Finance Minister asked lenders,which have exposure to an estimated over Rs 1,000-crore in dubious deals unearthed by CBI,to ensure their money is safe,while state-run insurer LIC termed it is a case of bribe not a scam.
Earlier this week,CBI arrested top officials of LIC and its affiliates as also other banks and financial institutions for granting corporate loans in lieu of grafts.
Market regulator SEBI is also looking into possibilities of insider trading in companies which are beneficiaries of the hosing finance racket.
Coming under the intense government scrutiny,the housing and banking shares have taken a big hit this week at bourses,with BSE index Sensex plunging below 19,000 points in intra-day trading today.

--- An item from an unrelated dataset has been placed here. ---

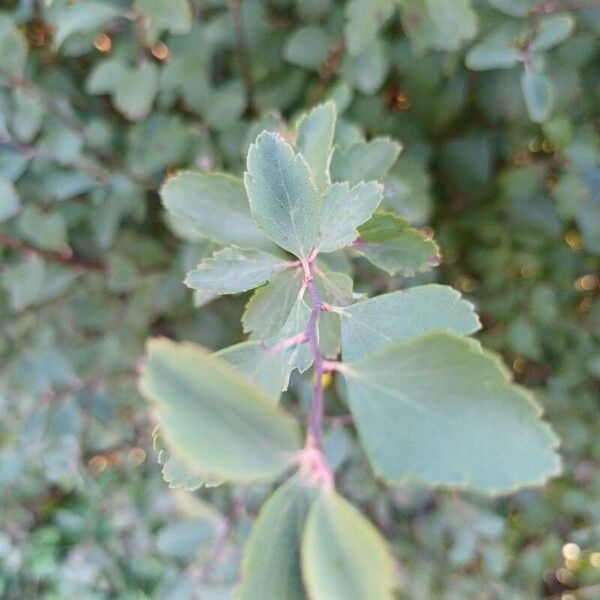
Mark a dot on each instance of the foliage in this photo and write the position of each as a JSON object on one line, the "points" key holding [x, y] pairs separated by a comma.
{"points": [[125, 132]]}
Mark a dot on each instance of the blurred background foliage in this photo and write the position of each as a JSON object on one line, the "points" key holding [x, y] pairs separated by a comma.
{"points": [[497, 105]]}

Allaying fears of home loan seekers and realty players,Financial Services Secretary R Gopalan told reporters that the government has not directed banks and financial institutions to cut down on their exposure to the sector.
“No,why we should say this,” Gopalan said when asked if the government has directed the PSU banks to reduce their exposure to the real estate sector.
On the other hand,major realty players put up a brave front to dispel the rumours that scam would bring down the prices in the sector saying any individual misdemeanour was unlikely to impact the demand and prices.
“Property prices are subset of demand. We do not foresee any negative impact on demand. Hence the prices will not come down,” Jones Lang LaSalle India Chairman and country head Anuj Puri said.
Finance Minister wanted banks to ensure that the invested money is safe.
“You know I have already instructed banking and financial institutions to look into all these issues and they should ensure that institutions money is saved,” Mukherjee said.
Corporate Affairs Minister Salman Khurshid said the Government would look at strengthening regulatory mechanism to avoid recurrence of this kind of racket.
“The Government has several regulatory mechanisms in place. But when such things happen,despite these mechanisms,there is a requirement to look at further strengthening of this mechanisms,” he said.
Refusing to call it a scam,LIC Chairman T S Vijayan said it involves individual officers and asserted that state-run insurer is very strong.
“A scam is somebody misusing money… somebody is losing money… (scam is,if) these are fake schemes. It is proven that they are individuals who are charged by CBI. That legal procedures will take its own course,” Vijayan said.
Mutual funds industry expert A P Kurian said the racket is an aberration and would not dampen investors confidence.
“I don’t think investors’ confidence is shaken. There is nothing like a scam. Whatever has happened is an aberration,” Kurian said.
Meanwhile,LIC Housing Finance has appointed V K Sharma as CEO in place of Ramachandran Nair,who was arrested in connection with the racket. Sharma will take charge early next week,Vijayan said.
Market regulator SEBI also said the regulator would continue to take steps to protect the interests of investors.
“Regulator’s job is investor protection. So,we (will) continue to take steps to protect investors,” SEBI wholetime member Prashant Saran said.